WTI oil futures are again targeting the upper boundary of the almost one-year-old bearish channel seen at 73.80, having pivoted for the fifth time around the 67.00 floor last week.
Previous attempts were unsuccessful, and another failure cannot be ruled out as the stochastic oscillator is entering the overbought territory and the MACD remains subdued around its zero and signal lines. That said, the odds for a bullish breakout seem to be higher now as the RSI is marking new higher highs above its 50 neutral mark and the price itself has closed slightly above its 50-day simple moving average (SMA) for the first time since the end of April.
The 73.80-75.00 zone is currently under the spotlight. If the bulls knock down that border, the 200-day SMA could be the next threat at 77.20. A break above that line is required to brighten the short-term outlook and bolster buying appetite towards the tough 81.00-83.00 resistance region. Another victory there would upgrade the medium-term picture, likely lifting the price straight to 88.00.

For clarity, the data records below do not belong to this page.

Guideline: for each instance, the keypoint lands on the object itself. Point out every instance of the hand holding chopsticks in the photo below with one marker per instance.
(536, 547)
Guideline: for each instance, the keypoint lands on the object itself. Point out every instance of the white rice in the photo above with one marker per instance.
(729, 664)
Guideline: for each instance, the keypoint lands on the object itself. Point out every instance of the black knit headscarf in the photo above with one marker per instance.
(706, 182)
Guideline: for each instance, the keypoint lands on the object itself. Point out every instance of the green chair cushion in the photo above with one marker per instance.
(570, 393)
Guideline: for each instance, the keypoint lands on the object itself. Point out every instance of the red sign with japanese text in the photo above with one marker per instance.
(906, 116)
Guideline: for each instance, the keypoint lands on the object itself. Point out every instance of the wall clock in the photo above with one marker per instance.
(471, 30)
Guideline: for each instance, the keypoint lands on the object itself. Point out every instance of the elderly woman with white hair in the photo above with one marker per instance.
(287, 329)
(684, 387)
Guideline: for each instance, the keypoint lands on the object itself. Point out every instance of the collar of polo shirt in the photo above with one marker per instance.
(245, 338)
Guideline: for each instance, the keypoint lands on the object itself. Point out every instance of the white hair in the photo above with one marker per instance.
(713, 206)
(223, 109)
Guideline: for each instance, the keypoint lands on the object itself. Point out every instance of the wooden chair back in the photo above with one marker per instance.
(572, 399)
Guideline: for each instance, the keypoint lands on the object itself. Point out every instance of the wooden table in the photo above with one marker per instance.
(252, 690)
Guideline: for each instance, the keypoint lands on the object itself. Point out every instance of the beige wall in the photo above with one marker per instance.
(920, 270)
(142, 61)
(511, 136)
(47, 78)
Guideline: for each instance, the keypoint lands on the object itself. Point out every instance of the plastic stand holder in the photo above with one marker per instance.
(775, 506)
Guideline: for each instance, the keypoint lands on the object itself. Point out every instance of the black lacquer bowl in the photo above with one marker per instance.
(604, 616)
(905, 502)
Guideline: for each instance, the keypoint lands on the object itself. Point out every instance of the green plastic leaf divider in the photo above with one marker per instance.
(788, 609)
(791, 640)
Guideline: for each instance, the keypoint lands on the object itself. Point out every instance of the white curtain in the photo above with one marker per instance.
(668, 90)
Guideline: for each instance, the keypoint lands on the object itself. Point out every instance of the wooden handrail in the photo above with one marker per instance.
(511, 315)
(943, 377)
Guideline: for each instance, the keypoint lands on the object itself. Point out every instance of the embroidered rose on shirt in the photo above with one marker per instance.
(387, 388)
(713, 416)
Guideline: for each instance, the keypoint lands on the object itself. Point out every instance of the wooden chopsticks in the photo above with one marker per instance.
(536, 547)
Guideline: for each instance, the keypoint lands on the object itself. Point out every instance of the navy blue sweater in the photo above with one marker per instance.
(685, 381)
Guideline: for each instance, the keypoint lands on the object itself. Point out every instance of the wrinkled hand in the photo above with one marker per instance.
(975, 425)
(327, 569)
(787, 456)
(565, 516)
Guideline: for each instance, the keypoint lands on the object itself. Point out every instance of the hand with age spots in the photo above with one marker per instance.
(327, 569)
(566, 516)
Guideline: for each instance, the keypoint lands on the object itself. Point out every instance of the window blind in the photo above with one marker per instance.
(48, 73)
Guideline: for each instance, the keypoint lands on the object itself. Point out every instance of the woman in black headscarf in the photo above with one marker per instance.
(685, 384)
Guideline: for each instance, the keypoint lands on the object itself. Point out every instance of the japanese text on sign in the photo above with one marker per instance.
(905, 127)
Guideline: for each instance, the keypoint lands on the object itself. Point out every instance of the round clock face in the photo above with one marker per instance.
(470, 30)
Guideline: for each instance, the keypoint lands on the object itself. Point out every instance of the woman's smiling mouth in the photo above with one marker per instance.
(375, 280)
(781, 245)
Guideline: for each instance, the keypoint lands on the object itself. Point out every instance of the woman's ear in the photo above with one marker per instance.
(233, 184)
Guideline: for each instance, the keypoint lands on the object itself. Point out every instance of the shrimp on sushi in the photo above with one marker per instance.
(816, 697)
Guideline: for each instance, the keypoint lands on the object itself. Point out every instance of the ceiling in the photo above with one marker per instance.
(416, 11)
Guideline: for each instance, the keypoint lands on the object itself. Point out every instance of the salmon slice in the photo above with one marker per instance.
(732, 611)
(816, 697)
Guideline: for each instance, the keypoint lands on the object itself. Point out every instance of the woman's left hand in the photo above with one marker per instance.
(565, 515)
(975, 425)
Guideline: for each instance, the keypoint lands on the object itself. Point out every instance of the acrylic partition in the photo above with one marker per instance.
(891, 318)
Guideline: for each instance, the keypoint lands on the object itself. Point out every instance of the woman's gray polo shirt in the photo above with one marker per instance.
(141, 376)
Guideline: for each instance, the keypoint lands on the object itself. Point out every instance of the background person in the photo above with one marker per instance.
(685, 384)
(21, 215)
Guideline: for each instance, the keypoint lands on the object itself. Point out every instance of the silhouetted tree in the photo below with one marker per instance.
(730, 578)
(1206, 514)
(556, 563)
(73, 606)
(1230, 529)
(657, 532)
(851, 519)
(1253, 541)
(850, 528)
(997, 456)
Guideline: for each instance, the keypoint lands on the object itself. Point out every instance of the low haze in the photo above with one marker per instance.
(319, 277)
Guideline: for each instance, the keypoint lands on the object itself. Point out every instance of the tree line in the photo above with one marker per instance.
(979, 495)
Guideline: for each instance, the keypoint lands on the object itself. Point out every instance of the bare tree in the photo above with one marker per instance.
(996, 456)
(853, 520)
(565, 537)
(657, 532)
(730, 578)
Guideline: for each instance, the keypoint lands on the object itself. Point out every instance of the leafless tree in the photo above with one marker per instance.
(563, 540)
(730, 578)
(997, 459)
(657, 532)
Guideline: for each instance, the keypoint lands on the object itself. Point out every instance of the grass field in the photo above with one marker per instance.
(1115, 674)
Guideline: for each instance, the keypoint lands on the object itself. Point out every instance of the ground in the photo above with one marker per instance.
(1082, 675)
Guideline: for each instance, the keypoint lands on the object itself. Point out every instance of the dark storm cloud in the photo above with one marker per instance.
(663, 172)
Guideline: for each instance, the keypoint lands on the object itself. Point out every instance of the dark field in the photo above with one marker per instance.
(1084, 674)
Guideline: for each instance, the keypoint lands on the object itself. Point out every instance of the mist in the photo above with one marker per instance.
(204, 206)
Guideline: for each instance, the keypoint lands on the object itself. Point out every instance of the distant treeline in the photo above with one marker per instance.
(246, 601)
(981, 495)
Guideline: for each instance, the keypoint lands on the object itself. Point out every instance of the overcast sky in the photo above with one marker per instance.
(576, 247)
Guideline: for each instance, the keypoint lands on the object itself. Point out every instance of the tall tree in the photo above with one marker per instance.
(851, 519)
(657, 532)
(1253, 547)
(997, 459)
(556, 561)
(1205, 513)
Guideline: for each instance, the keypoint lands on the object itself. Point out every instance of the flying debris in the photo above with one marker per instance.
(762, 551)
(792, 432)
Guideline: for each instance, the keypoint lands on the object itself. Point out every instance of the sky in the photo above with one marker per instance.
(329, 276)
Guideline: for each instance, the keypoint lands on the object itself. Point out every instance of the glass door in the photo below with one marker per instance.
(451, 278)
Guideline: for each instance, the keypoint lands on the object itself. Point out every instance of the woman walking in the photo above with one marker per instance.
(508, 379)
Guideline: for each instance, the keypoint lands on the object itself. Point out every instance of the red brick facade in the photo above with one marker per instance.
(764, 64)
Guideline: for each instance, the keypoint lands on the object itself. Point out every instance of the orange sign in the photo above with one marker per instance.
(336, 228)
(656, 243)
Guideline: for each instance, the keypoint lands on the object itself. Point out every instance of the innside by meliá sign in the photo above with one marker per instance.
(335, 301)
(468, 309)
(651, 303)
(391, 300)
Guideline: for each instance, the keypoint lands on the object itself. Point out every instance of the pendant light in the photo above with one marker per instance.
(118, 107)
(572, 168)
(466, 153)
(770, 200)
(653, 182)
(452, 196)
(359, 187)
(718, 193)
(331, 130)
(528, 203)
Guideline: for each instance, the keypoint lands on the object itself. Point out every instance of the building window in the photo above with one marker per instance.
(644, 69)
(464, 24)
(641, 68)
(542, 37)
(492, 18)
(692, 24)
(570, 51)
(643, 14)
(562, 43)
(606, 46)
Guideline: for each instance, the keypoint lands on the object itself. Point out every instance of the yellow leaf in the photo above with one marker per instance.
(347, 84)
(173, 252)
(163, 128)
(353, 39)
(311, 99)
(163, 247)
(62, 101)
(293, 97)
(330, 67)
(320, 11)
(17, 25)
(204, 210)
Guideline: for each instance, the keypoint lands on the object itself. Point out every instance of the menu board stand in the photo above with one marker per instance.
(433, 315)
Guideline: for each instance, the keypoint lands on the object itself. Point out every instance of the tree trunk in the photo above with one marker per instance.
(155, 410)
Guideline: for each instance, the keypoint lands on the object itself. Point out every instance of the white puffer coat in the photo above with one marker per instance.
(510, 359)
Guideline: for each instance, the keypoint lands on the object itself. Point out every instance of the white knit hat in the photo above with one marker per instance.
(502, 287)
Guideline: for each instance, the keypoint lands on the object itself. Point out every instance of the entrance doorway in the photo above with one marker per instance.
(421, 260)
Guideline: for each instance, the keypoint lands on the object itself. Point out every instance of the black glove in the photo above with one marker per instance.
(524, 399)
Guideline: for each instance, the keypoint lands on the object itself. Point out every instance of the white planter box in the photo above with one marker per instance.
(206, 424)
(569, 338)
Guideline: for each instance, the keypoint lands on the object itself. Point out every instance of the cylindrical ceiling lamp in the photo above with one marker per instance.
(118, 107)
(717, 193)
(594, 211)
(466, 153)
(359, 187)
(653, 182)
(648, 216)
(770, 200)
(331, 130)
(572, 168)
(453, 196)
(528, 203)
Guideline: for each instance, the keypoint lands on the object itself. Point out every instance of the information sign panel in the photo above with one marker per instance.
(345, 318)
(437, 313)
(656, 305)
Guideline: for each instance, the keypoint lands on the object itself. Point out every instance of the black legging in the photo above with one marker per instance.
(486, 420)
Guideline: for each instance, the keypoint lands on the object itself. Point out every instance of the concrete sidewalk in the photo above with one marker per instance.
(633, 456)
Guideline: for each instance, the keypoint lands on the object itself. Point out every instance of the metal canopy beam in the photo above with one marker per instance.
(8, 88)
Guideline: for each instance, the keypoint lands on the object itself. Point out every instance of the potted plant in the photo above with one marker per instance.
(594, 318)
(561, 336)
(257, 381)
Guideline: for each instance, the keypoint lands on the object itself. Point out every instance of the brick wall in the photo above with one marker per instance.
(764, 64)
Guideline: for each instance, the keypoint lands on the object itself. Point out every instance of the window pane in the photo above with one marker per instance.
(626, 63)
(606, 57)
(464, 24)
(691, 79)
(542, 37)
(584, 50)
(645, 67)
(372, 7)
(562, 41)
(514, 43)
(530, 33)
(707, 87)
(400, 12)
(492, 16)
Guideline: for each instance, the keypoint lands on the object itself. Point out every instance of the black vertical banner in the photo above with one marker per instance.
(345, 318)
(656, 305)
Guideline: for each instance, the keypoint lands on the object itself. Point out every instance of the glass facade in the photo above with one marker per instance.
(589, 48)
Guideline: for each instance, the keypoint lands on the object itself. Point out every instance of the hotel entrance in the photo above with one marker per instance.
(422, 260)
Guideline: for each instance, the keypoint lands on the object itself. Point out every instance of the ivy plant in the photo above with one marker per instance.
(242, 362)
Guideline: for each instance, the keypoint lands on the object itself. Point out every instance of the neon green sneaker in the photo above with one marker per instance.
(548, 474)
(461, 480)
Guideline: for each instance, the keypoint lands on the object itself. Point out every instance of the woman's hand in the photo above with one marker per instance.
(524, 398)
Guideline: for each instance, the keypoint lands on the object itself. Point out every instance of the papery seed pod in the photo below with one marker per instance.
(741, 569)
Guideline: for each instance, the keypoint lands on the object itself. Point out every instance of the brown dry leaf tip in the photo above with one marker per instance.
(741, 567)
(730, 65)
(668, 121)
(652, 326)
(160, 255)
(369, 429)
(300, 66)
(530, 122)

In the event the price slides below its 20-day SM at 70.00, the focus will again turn to the 68.35-67.00 region. The 50% Fibonacci retracement of the 2020-2021 uptrend and the support trendline from the 2020 lows make this area important to watch. Hence, a correction lower could intensify selling forces, pressing the price towards its spring lows around 64.20. If the bears breach the 62.00-61.50 floor from 2021 too, then the door will open for the 57.50 handle.
All in all, WTI oil futures retain a neutral short-term outlook, with traders waiting for a close above 73.80-75.00 or below 67.00 to direct the market accordingly.